This grant builds upon the research from a prior grant: Studying Monocyte Entry into the Brain in Alpha-synuclein-induced Parkinson's Disease
In the past, we demonstrated that entry of CCR2-positive monocytes into the brain is required for alpha-synuclein-induced inflammation and neurodegeneration in a model of Parkinson's disease (PD) with alpha-synuclein features. We genetically engineered the models to lack CCR2, a protein on the monocyte surface that enables them to enter the brain. Using these models, we showed that stopping monocyte entry attenuates alpha-synuclein-induced inflammation and neurodegeneration. While removing CCR2 provided neuroprotection, it was not clear whether targeting CCR2 with drugs to keep monocytes out of the brain would be protective against alpha-synuclein-induced inflammation and neurodegeneration.
We hypothesize that blocking the function of CCR2 with the RO5234444 drug will attenuate alpha-synuclein-induced inflammation and neurodegeneration in a model of Parkinson's with alpha-synuclein features.

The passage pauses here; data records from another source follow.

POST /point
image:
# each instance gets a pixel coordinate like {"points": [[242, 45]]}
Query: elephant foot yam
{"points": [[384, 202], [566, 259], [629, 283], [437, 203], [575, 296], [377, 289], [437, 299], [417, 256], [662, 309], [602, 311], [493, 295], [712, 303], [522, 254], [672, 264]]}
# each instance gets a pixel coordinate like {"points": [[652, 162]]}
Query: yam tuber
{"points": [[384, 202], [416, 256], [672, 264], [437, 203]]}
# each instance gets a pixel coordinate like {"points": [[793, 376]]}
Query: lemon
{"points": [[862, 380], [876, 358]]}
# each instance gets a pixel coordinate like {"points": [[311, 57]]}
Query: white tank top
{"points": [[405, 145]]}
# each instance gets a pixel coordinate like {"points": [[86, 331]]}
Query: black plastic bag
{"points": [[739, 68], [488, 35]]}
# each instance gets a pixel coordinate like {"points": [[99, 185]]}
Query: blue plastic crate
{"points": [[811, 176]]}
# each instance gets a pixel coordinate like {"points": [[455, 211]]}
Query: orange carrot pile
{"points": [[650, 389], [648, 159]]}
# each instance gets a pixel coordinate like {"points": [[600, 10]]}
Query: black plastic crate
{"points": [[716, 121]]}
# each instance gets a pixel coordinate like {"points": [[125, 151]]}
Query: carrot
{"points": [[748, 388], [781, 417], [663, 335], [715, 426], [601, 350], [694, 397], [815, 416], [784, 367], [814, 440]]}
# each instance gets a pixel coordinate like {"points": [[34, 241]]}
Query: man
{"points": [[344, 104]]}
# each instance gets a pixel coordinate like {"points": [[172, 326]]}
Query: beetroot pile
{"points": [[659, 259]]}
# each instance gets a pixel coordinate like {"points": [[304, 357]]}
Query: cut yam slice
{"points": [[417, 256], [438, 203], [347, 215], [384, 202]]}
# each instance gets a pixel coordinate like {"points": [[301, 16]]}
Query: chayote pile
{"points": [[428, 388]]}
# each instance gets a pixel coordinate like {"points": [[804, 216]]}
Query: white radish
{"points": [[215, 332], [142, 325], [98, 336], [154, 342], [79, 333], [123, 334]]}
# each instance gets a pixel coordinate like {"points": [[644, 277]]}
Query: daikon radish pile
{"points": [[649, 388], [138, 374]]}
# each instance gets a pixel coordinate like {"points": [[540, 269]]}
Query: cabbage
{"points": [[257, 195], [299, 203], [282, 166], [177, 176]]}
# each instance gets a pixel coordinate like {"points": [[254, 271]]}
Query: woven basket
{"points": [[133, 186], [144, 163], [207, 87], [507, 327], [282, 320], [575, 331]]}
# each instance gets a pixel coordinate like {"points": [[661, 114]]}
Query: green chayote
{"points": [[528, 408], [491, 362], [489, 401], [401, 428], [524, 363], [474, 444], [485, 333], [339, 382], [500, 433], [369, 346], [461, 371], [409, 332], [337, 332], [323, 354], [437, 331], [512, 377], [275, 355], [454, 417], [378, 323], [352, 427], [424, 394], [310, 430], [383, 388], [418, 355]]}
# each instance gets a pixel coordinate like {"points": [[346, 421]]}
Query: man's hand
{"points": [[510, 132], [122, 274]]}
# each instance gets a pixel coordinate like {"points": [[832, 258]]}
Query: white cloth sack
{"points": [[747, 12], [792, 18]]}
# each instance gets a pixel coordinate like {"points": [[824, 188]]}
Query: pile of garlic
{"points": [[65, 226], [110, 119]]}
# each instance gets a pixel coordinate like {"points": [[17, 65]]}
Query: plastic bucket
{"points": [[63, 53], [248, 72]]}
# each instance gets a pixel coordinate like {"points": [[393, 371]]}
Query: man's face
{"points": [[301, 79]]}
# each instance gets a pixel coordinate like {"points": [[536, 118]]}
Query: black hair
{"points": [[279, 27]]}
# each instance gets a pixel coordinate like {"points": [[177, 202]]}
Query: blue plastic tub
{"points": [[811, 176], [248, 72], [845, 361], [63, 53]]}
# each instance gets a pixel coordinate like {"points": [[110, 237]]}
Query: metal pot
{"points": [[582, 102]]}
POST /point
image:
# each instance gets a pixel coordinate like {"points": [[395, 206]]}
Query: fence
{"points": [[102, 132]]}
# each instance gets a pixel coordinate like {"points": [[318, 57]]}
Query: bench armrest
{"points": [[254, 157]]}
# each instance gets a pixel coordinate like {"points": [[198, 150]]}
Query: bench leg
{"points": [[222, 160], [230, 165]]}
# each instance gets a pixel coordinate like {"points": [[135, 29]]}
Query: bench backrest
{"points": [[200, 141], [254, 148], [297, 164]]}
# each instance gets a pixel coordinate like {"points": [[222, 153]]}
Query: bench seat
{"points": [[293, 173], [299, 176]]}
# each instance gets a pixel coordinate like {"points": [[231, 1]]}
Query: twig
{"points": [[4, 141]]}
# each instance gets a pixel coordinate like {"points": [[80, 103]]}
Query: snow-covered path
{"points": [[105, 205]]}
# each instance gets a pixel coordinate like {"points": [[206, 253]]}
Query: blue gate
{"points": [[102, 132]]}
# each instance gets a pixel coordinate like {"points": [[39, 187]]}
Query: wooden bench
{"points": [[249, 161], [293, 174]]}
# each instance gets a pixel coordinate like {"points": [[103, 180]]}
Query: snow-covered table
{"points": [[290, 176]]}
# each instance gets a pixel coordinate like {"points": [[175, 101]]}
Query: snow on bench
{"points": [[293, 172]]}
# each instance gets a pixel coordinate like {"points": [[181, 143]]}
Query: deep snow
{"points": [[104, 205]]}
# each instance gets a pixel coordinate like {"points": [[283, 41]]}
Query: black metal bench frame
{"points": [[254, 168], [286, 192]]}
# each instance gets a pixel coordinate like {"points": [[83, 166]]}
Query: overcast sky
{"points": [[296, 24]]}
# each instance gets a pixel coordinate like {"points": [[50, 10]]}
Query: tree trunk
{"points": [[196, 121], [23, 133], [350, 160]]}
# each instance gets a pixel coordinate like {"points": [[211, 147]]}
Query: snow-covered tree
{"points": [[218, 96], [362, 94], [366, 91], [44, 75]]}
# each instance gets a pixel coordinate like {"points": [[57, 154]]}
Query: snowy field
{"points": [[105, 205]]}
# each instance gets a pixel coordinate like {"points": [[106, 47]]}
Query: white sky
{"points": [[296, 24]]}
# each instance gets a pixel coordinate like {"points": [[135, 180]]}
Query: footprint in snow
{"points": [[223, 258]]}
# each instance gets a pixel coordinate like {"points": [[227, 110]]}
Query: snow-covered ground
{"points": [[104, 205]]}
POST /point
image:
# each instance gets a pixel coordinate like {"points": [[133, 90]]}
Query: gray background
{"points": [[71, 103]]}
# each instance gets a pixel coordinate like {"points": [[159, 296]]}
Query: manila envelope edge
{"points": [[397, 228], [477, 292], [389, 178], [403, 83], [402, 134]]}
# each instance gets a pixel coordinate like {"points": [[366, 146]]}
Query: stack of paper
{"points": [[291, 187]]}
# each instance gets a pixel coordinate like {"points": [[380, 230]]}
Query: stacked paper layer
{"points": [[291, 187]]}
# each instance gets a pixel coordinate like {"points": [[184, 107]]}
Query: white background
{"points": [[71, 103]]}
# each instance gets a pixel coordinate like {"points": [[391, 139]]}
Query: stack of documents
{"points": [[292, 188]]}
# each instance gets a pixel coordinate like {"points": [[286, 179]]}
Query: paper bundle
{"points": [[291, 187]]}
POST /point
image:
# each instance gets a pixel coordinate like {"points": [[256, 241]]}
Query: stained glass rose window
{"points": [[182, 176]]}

In this study, we aim to examine whether blocking entry of CCR2-positive monocytes with RO5234444 attenuates alpha-synuclein-induced inflammation and neurodegeneration in a model of Parkinson's with alpha-synuclein features. We will use sophisticated research techniques, such as confocal microscopy, flow cytometry and unbiased stereology, to detect immune cells and inflammation inside the brain and to evaluate the loss of brain cells.

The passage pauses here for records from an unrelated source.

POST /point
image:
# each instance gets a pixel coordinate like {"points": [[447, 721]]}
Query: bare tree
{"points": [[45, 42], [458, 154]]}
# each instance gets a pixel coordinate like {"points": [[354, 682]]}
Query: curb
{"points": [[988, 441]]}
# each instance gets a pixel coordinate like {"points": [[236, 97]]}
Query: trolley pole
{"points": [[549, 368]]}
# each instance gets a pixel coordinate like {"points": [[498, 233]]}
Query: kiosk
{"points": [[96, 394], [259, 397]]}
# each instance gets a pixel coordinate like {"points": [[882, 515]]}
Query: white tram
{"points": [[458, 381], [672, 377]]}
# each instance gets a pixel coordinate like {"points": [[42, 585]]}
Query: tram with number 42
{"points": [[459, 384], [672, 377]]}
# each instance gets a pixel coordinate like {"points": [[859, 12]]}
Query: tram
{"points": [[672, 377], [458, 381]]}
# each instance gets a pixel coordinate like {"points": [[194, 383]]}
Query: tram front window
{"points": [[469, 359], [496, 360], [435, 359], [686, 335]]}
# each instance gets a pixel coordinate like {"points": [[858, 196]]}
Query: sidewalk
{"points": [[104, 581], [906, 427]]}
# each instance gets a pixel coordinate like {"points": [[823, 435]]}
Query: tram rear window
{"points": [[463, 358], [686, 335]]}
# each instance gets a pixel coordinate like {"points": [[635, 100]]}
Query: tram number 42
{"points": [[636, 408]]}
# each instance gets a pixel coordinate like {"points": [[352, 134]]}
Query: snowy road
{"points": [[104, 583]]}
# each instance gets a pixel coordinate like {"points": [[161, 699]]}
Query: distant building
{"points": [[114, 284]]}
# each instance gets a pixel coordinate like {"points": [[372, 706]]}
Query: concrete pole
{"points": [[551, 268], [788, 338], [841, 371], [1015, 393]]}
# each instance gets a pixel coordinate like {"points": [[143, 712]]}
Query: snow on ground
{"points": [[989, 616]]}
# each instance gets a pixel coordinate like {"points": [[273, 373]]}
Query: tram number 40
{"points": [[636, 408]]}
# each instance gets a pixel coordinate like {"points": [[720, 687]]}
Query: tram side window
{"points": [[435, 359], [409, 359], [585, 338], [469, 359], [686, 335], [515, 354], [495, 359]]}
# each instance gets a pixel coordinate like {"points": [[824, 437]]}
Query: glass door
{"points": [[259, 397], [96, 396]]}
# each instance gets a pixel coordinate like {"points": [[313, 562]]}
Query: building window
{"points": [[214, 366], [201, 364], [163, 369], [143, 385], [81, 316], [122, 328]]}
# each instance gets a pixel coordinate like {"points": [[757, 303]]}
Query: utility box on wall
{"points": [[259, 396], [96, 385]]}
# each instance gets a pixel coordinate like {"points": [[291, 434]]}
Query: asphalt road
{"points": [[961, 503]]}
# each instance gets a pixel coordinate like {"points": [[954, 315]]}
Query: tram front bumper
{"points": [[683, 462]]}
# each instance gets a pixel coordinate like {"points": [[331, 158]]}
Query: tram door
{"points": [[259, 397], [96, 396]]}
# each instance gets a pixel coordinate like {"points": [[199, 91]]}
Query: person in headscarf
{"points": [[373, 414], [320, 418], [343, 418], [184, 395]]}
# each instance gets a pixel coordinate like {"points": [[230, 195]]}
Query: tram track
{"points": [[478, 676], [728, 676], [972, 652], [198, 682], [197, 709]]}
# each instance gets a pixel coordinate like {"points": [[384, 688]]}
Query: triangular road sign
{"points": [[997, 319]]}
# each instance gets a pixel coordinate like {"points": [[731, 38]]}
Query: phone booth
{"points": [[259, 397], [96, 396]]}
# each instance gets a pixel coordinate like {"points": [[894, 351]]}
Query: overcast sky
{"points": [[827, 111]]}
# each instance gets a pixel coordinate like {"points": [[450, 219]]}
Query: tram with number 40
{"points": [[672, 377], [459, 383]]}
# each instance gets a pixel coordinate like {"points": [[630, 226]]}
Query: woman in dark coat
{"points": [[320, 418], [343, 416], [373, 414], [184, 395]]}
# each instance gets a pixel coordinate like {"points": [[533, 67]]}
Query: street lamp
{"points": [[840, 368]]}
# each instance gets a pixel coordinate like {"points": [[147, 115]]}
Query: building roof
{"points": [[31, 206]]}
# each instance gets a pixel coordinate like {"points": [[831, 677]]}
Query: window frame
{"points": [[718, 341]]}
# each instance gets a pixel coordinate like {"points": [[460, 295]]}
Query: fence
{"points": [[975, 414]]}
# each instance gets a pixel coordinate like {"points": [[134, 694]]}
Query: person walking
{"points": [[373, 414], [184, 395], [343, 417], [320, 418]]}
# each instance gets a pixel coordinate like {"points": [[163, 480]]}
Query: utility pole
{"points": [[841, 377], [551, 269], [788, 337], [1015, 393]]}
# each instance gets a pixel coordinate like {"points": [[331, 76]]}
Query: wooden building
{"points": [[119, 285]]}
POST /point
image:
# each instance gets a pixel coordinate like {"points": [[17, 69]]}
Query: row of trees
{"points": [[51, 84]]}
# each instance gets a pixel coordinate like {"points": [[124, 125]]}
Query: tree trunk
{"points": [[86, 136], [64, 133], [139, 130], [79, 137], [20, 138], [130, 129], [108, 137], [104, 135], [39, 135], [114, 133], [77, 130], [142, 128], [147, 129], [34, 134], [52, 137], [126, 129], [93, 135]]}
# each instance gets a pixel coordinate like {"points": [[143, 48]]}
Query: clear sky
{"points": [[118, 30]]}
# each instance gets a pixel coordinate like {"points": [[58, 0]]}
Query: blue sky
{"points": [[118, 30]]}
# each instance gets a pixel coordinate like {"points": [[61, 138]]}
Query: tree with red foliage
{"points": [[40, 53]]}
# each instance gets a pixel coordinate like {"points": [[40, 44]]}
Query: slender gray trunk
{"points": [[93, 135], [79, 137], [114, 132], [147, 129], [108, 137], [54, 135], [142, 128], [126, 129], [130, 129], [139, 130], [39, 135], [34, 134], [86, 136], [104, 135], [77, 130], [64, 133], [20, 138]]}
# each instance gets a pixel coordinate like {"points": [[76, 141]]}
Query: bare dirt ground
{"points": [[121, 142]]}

Impact on Diagnosis/Treatment of Parkinson's disease:
Novel drugs targeting CCR2 are making their way through clinical trials. It is important to study CCR2 in a model of Parkinson's to assess effects of blocking this target on alpha-synuclein-induced brain inflammation and toxicity.
Next Steps for Development:
The next steps for clinical development would be to test compounds that counteract CCR2 in other pre-clinical models of Parkinson's disease.